Cancer News

Avastin®/Camptosar® Improves Outcomes Compared with Temodar® in Glioblastoma

The treatment combination consisting of Avastin (bevacizumab) plus Camptosar (irinotecan) improves time to cancer progression compared to treatment with Temodar (temozolomide) in patients with newly diagnosed glioblastoma. These results were recently published in the Journal of Clinical Oncology.

Glioblastoma is an extremely aggressive form of brain cancer. Standard therapy includes surgery to remove as much of the cancer as possible, chemotherapy and/or radiation therapy. Despite treatment, however, overall survival for patients with glioblastoma remains suboptimal, indicating a significant need for improved therapeutic approaches.

A subset of glioblastoma includes cancer cells that genetically have a nonmethylated O6-methylguanine–DNA methyltransferase promotor. Researchers have been evaluating different treatment options for glioblastoma patients with this genetic subtype, as they often respond differently to treatment than other subtypes of glioblastoma.

Researchers recently conducted a clinical trial comparing two different treatment regimens in glioblastoma that had the nonmethylated O6-methylguanine–DNA methyltransferase promotor.

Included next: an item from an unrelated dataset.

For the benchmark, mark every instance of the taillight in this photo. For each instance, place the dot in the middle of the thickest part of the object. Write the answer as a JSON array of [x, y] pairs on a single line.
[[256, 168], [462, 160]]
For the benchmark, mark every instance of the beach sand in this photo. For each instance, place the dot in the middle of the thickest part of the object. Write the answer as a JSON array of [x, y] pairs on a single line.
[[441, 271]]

The trial included 182 patients:  one group of patients was treated with bevacizumab plus irinotecan, and the other group of patients was treated with temozolomide. Both groups also underwent radiation therapy.

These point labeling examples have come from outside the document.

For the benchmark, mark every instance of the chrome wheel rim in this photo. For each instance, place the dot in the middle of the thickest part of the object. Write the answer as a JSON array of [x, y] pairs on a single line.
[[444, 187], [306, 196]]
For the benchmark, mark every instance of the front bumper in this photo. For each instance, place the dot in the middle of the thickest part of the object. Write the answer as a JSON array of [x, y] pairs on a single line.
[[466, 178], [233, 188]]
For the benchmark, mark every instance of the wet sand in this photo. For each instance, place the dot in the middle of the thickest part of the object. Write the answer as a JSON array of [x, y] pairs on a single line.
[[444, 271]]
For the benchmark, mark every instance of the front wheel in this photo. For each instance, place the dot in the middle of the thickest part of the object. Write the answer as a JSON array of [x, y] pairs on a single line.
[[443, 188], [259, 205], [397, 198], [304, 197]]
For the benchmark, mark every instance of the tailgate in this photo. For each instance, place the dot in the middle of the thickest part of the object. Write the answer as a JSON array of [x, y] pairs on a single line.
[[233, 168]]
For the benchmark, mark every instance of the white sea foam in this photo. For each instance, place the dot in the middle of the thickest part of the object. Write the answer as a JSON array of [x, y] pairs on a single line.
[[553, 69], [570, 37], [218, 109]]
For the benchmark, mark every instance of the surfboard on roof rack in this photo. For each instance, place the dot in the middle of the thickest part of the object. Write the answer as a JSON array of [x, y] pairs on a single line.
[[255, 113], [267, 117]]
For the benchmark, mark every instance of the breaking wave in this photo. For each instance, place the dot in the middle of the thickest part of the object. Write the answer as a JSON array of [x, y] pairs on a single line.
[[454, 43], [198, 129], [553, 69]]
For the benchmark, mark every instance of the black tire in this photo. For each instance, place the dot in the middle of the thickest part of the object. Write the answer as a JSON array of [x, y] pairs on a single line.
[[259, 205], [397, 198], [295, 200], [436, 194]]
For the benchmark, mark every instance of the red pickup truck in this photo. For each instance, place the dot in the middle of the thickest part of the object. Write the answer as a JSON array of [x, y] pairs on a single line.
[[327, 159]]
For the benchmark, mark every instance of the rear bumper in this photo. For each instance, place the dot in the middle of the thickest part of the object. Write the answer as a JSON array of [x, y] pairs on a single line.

Bevacizumab is an agent referred to as an antiangiogenic agent that reduces the formation of blood vessels. Since blood vessels carry blood to the cancer cells, antiangiogenic agents produce their anti-cancer effects by essentially starving cancer cells of their nourishment which they obtain from blood. Both irinotecan and temozolomide are chemotherapy agents.

  • At 6 months, nearly 80% of patients treated with bevacizumab/irinotecan had not experienced progression of their cancer, compared with only 42.6% of patients treated with temozolomide.
  • The median time to cancer progression was nearly 9.7 months for patients treated with bevacizumab/irinotecan, compared with approximately 6 months for those treated with temozolomide.
  • Once a patient’s cancer started to progress, they were allowed to “cross-over” into the other treatment group to begin therapy with the other treatment they had not previously received.
  • Quality of life was similar between the two treatment groups.

The researchers concluded that treatment with bevacizumab/irinotecan significantly improves the time to cancer progression compared to temozolomide among newly diagnosed patients with the subset of nonmethylated O6-methylguanine–DNA methyltransferase promotor glioblastoma. Due to the fact that patients could cross over and receive both treatments during the trial, differences in overall survival between the two treatment groups is difficult to accurately assess.
Reference: Herrlinger U, Schafer N, Steinbacch J, et al. Bevacizumab plus irinotecan versus temozolomide in newly diagnosed O6-methylguanine–DNA methyltransferase nonmethylated glioblastoma: the randomized GLARIS trial. Journal of Clinical Oncology. 2016; 34 (14): 1611-1619.